Syscoin protocol includes a masternode-based validator network to boost the overall utility of the platform. As described by the whitepaper and the Whiteblock performance report, its particular flavor of masternodes help with the dissemination and resilience of transactions across the network, even in the face of a large percentage of bad nodes. With accurate foresight, Dash’s privacy features were omitted early in development by the developers to avoid compliance issues when regulators decided to clamp-down on public privacy and encryption systems. That time has come.

Compliance

Syscoin’s development team recently enabled on-chain transaction compliance as defined in SIP-0002, a strategic feature well suited for a regulatory environment. When asset issuers opt in to this feature they are able to ensure their tokens and systems are used in a compliant way. By offering a compliance feature, we have opened the door for businesses to gain the benefits of decentralized technology (such as cryptographically verified non-custodial ownership on a highly secure public blockchain (merge-mined with Bitcoin), lower infrastructure costs, and less overall liability) without running the risk of failing to comply with local financial regulations.

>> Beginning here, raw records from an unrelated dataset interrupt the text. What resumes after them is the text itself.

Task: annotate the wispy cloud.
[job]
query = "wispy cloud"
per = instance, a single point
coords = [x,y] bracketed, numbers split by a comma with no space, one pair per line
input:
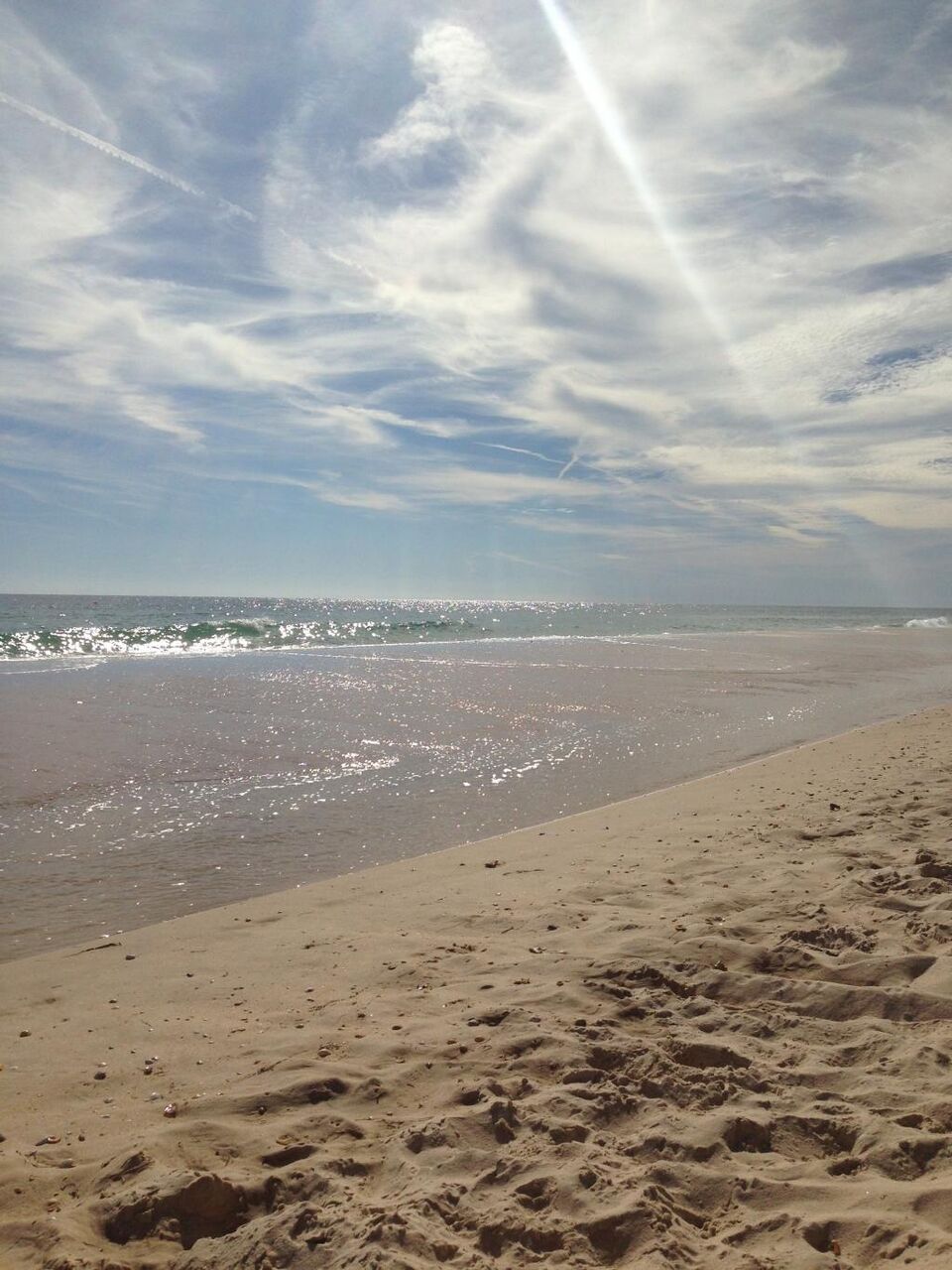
[616,280]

Syscoin Foundation and Blockchain Foundry

In 2018 members of the Syscoin community registered and established a non-profit foundation responsible for overseeing the protocol’s direction, without corporate agenda creeping into design. This is called the Syscoin Foundation.

In 2016, four of the project’s original founders formed a public corporation, Blockchain Foundry, which, operating as a business registered in Toronto, Canada, is traded on the CSE and adheres strictly to Canadian business legislation. The company is external to the Syscoin protocol but develops and enhances it, creating change requests which are then debated and voted on by the Syscoin Foundation in consideration of whether those features are compliant for industry best-practices, and maintain the decentralization necessary to best serve the wider market. Syscoin Foundation ensures the membership of its board maintains a minority of individuals representing Blockchain Foundry in order to avoid the aforementioned corporate steering. All of these organizations were brought to life with compliance in mind.

In the future, users of Syscoin’s decentralized business systems can reap all of the advantages offered by blockchain technology, while sleeping soundly in the knowledge that their business is compliant, and the regulators won’t be knocking on their door one day.